Since caffeine is a legal substance in foods, as are the included B vitamins, AeroShot did not require FDA approval. It will be sold as an energy supplement. The label says it is “not intended for people under 12, sensitive to caffeine, allergic to ragweed, taking medications, who are pregnant or who have a serious medical condition.” It also warns against using more than three AeroShots a day.
So, what’s the best and safest way to use caffeine?

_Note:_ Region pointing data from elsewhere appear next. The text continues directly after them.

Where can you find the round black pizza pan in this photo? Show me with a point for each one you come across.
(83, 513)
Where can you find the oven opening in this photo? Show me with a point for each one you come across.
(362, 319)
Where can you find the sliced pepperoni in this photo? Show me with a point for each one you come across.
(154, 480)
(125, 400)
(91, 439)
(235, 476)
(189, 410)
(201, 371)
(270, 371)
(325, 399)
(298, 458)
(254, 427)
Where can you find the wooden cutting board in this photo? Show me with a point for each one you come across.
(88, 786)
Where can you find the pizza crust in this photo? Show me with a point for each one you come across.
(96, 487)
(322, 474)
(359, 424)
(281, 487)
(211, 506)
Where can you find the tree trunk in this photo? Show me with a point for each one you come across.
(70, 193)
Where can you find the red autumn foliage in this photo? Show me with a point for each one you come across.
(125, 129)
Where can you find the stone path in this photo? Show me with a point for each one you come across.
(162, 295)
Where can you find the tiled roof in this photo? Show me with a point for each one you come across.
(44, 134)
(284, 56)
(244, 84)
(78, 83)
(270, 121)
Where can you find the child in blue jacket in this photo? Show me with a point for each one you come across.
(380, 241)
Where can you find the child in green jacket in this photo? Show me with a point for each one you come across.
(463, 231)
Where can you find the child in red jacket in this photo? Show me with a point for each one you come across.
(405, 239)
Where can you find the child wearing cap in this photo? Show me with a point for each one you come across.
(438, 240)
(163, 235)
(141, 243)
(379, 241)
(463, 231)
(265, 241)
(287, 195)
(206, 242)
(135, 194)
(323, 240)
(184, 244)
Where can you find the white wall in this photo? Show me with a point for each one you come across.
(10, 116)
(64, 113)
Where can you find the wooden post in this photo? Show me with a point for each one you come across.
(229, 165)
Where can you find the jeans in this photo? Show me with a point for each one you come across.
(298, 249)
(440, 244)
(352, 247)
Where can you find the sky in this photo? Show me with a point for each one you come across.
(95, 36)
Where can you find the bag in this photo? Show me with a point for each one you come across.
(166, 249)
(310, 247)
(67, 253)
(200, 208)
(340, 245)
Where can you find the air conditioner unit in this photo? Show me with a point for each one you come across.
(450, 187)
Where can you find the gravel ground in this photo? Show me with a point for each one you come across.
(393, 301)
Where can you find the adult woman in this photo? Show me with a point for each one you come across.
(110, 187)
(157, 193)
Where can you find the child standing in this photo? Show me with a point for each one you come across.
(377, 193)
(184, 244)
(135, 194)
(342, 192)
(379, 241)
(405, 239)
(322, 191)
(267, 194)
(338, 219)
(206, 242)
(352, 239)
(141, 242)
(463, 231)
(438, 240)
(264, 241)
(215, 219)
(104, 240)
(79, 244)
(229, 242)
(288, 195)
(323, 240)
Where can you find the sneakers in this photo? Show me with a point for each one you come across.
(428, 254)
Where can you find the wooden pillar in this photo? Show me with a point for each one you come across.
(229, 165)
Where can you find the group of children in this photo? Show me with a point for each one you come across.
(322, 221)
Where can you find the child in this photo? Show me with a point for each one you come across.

And does it really improve performance?
A 2010 Cochrane review of multiple studies of caffeine’s effect on shift workers found that it did indeed reduce the number of errors people made in tasks like driving or operating a flight simulator. It also improved memory, reasoning, perception and attention, compared with placebo. Sadly for us writers, however, caffeine did not seem to affect verbal functioning or language skills, at least in the studies included in the review.
Other research suggests that frequent dosing, with about 20 mg of caffeine an hour, is an efficient way to counter the effects of sleep deprivation and improve brain processing speed. If you’re using coffee, adding sugar may also help: one study found that it boosted performance more than caffeine alone.
As for the overall health effects of caffeine and coffee, that’s been debated for years. On balance, the research seems to find more benefits than harms associated with drinking coffee, including reduced risks of Alzheimer’s disease, diabetes and depression.
Is caffeine addictive? Certainly, it produces tolerance and withdrawal symptoms if it is stopped abruptly. But even though it is the most widely used drug in the world, few caffeine users exhibit signs of serious addiction — namely, compulsive drug-related behaviors despite negative consequences. That could be in part because caffeine is legal and easily and cheaply obtained. Or, it could be because the effects of caffeine use — especially in a hyperefficient society — are generally positive.
So, while previous products, like inhalable aerosolized alcohol, led to bans in multiple states, AeroShot seems more likely to garner praise (especially from employers — and editors).
The new product will hit stores in New York City and Boston in January and will be available online in several weeks, according to Edwards. The retail price is expected to be $2.99 per inhaler — cheaper than a Starbucks latte.
Update [2:20 p.m.]: AeroShot’s price has been corrected; the company originally provided the wrong price information.